Manfrotto 709B Tabletop Tripod
The quest to find a compact, lightweight travel tripod can be an interesting one. There are a lot of "travel tripods" out there that frankly, aren't much better than their full-sized friends. They're still bulky, heavy and/or expensive and probably overkill for what we, as RF shooters - will likely ever need. If you swing a big DSLR and zoom lens, sure - you'll need something like those. But for us, there has to be a better way!
Thus the "tabletop tripod." They compromise on one very important aspect; the legs. They're named so because they must essentially be used on a table, mailbox, wall or some other object as the legs merely serve to stabilize a ballhead, basically. They have very short legs that fold out to form the tripod; some 5-8" in length. You'll need to decide if this very important difference will work for you or not. If you plan to shoot meadows of flowers and scenic landscapes in a far-off land - these probably won't be of much use to you. But if you're traveling to a more "table-rich" locale, such as a city or Disney World... A tabletop tripod might be just the ticket!
As luck would have it, Leica makes such a tripod. It's very highly regarded as well-built and stable. The downside is finding one complete with the ballhead and they tend to be rather expensive - around $110 without and just over $300 complete. The legs are a bit of a unique design in that they are always in the spread position, but rotate around the central shaft. When collapsed, you have a somewhat awkward shape to contend with. It's also somewhat tall:
On the lower-end of the scale you have those really tiny, pocketable tripods. They work very well - for a Point-and-Shoot. Those with flexible legs won't hold the weight of an M safely and even those with fixed, or rigid legs aren't very safe. Joby Gorillapods, appropriately sized - make a potential solution, if somewhat inelegant. Best to leave these types for other uses.
The Manfrotto 709B
Then there's the Manfrotto (Bogen) 709B tabletop tripod. It's a scaled-up version of the mini tripod with fixed legs, in a very stable platform that can easily handle an M with even a heavy lens attached. It's made of aluminum and has strong, single-section legs that fold out, much like a traditional tripod; however there are no joints and nothing to extend or lock. Unlike the Leica version, when the legs are "collapsed" (towards the center, for storage) the entire unit is straight - and being made of aluminum, extremely light. Fantastic format to stash in a bag or lash on with a loop. It weighs a mere 6.4oz.

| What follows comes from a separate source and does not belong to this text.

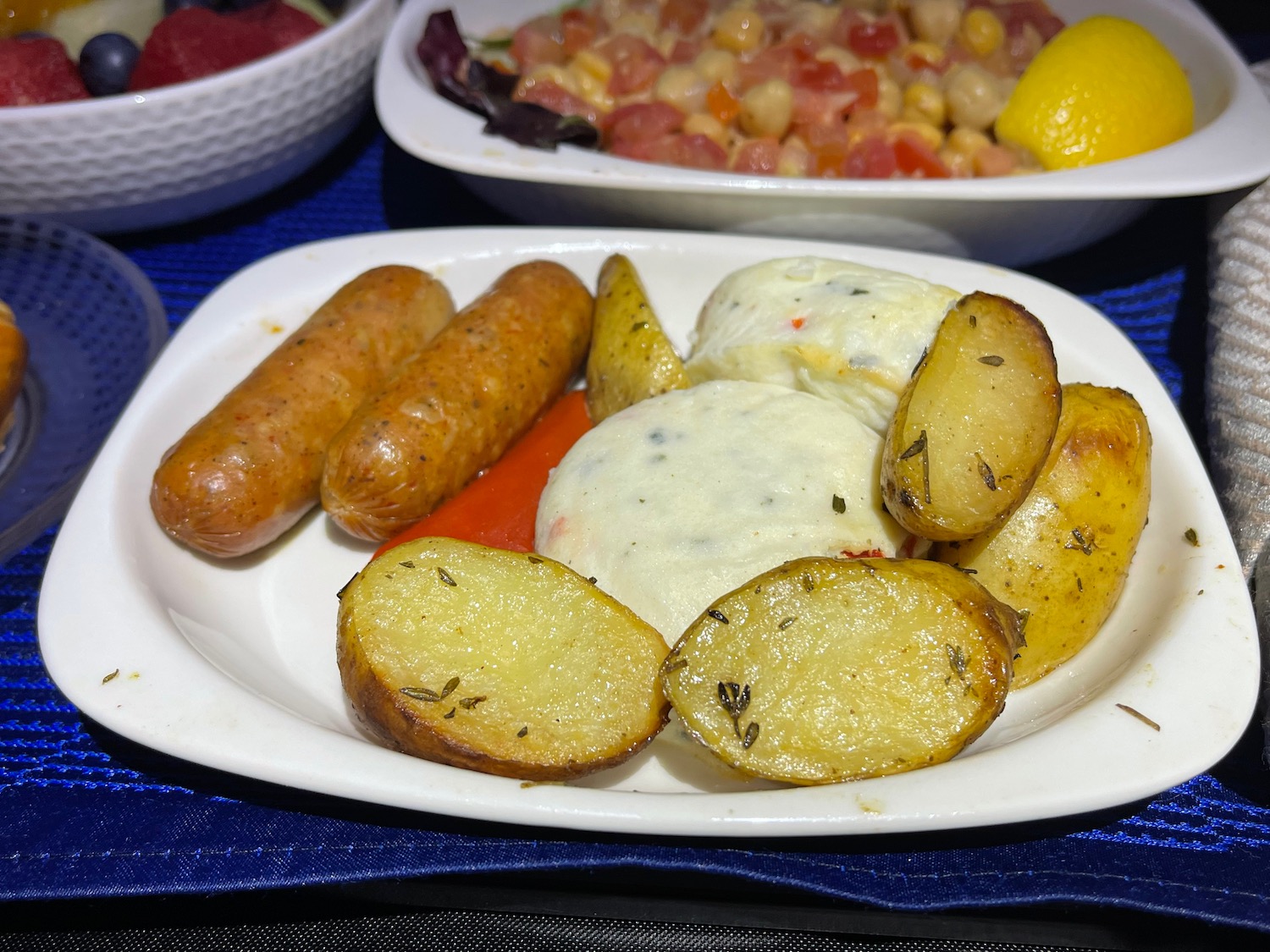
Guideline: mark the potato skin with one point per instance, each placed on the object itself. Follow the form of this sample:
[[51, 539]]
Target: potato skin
[[536, 673], [833, 669], [1063, 556], [251, 469], [457, 405], [630, 355], [13, 366], [975, 421]]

The tripod comes with a decent ballhead that locks solidly in place in any position. The mount post is a 1/4-20 thread (which matches the M) and the round platform/plate turns on it - allowing you to snug it up tightly to the camera. There is a notch in the ballhead socket to swing the camera fully sideways in a portrait orientation. Just like you'd expect from a basic ballhead - this one works the same. It can hold up to 4.5lbs, which easily covers an M with even a Noctilux mounted.
The problem is that the tripod is too short to hold a camera with centrally-located tripod threads (like the M8/M9) in full portrait orientation and further complicated by the need to lean it out over a leg for stability. Therefore, unfortunately - this tripod limits you to a relatively landscape-oriented position on such cameras. You can still tilt it pretty far, but portrait orientation is out. Full stop. It works great on M7 and older film bodies, the Zeiss Ikon and Voigtländer Bessa cameras however.
As mentioned above, where it differs from the Leica version the most is in overall height. The Manfrotto is not as tall, whereas the Leica version has a little bit more height to it. It's not a huge difference (about 4") and if anything, the Manfrotto might be a tad more stable because of it, lighter in weight and smaller to carry. It stands at a minimum/maximum height of 4.3" overall (the Leica, by comparison - stands at 7.8" tall). Folded up, it's 7.9" including the ballhead. Since it's lower than the Leica version, composing and focusing through the viewfinder isn't quite as easy.
The tripod comes in black and silver versions; black being denoted by the "B" in the the part number (e.g. 709B), though it seems hard to find a silver version.
The Manfrotto 709B tabletop tripod is small, light and inexpensive - coming in at under $40. It's not very flexible and does require something to stand it on, but will provide you with a very stable platform for your camera if you can live with this. Similar in function to the Leica version, but much cheaper and more travel-friendly - with the downsides that it doesn't work with the M8/M9 in portrait orientation and might be a little trickier to focus/compose with since it's lower. They're quite common and can be found from a variety of retailers as well as by auction.